If you were to estimate the value of those firsts and the ones to follow, from this point forward we have essentially two NBA teams’ worth of first round pick value plus the third most second round picks in the league."

The whole thing is funny to me almost in the way it would be funny to be a passenger on a jet plane flown by someone who says "I studied from the great pilots, except I never learned how to land."

***

It's also funny to me in context of yesterday's merger announcement by $FHCO.

It is one of the strangest, surprising-est and most bizarre capital allocation decisions I've ever seen in that it combines a one-product company owned primarily by value investors who are attracted to a balance sheet and cash flow, with Aspen Park Pharmaceuticals, a bio-tech company that owns patents / has rights to some prostate-cancer drugs, new formulations of existing drugs and also has a consumer product "Preboost" that uses a topical anesthetic wipe to alleviate premature ejaculation.

I reckon the pairing makes sense in that it combines an unusual and irrelevant male consumer product with an unusual and irrelevant female consumer product.

I can further imagine the CEO of FHCO being sold on the merger idea simply with the promise that as a combined company, the marketing genius behind Preboost would bring the FC2 to consumers.

I've written about $FHCO in the past and have long thought that its CEO and Chairman OB Parrish has too much of a beloved view of his product, and in an unconsciously patronizing way. As I've learned talking to social workers and other professionals in the sex work community, the FC2 is a joke with likely no consumer market outside of novelties, but even the novelty market at a certain price has an investment thesis (eg $BRK owns Oriental Trading).
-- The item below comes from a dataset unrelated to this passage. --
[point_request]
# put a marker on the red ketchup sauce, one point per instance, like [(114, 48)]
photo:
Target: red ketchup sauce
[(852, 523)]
Why a product that received FDA approval in 2009 isn't already on the shelves has been a mystery to me for years, particularly if the company fumbles its market lead if FDA re-classifies the device. Parrish told me once - with no irony - of seeing the FC2 on the shelf of a corner store in an upmarket section of San Francisco selling for $15 / pack  (nearly 5x retail price) and the grocer telling him that its used by gay men off label for anal sex.

Yet, he didn't seem to appreciate what that meant about supply / demand and what could happen to sales if only they would get their product on the shelves in a variety of cities with large gay populations.
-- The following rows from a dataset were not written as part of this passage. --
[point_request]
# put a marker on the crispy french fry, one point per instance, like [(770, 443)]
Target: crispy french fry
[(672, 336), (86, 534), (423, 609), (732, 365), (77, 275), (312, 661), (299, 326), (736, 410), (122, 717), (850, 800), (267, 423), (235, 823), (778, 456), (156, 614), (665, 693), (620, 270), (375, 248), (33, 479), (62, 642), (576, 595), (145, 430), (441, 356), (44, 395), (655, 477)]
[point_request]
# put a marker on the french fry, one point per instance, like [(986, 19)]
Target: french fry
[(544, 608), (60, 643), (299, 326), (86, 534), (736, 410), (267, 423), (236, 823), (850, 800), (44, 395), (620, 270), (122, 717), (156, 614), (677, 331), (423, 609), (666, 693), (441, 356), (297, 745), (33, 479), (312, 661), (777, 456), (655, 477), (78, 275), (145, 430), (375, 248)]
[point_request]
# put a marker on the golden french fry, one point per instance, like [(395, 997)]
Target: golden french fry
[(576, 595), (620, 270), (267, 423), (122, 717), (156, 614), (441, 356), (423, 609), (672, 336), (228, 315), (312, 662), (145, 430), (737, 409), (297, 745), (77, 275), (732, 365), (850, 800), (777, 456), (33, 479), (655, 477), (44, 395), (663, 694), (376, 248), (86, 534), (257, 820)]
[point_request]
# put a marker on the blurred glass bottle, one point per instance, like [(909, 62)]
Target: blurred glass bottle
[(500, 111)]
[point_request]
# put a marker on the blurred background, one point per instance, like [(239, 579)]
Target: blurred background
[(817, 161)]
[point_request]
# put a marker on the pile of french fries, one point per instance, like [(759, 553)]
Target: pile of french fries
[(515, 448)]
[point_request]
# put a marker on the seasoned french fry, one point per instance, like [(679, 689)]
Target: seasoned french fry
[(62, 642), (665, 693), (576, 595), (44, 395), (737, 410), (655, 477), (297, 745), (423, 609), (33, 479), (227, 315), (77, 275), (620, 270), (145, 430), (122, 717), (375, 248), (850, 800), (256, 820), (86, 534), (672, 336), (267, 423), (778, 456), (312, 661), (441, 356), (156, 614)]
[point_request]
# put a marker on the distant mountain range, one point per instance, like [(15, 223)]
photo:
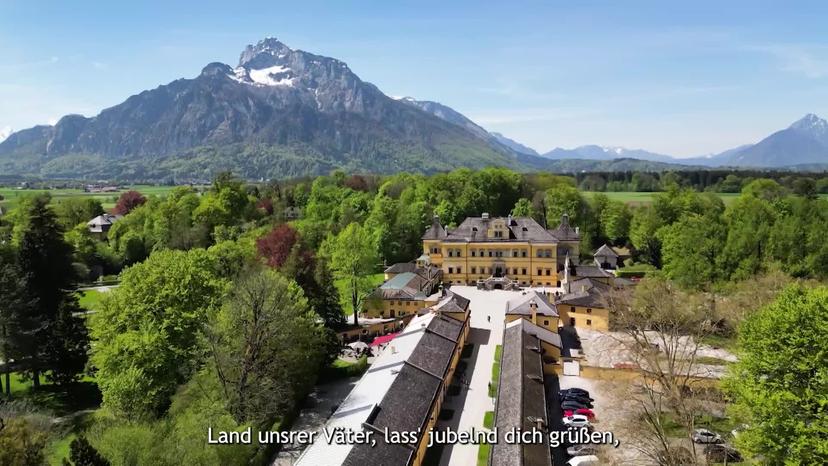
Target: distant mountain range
[(284, 113)]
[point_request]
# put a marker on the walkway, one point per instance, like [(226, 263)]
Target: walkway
[(486, 335)]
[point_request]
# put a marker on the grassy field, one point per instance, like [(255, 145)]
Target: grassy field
[(495, 372), (635, 198), (12, 195)]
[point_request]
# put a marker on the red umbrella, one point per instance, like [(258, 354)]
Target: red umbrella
[(384, 339)]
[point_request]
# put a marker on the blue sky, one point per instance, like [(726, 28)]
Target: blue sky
[(682, 79)]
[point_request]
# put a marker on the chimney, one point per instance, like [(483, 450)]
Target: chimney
[(534, 306)]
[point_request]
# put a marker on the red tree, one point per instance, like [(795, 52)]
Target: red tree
[(275, 246), (128, 201), (266, 205)]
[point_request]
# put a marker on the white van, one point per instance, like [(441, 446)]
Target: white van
[(586, 460)]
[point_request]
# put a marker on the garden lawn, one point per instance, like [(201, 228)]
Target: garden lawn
[(495, 372)]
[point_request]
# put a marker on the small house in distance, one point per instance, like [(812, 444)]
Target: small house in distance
[(606, 257), (101, 224), (404, 292)]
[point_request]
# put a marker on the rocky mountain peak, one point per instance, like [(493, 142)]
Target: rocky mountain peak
[(810, 122), (812, 126), (266, 52)]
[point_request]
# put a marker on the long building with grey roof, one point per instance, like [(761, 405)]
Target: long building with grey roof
[(521, 395), (402, 391)]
Needless to say, I should have stopped trusting the CEO, himself sitting on losses, to make wise and sound capital allocation decisions with the belief that I could go along for the ride, which has now taken a very strange and unusual turn.

I read the current move as a hail mary by someone near retirement age and sees this as his best way to turn a weak hand into a potential high return.

When I asked him why he didn't just sell half the company and buy powerball tickets and he laughed. I presume he thinks a bio-tech has greater opportunity for success than a lottery ticket. Time will tell. If there's a lesson in both these stories it's to invest with managers who can fly the plane and also land it.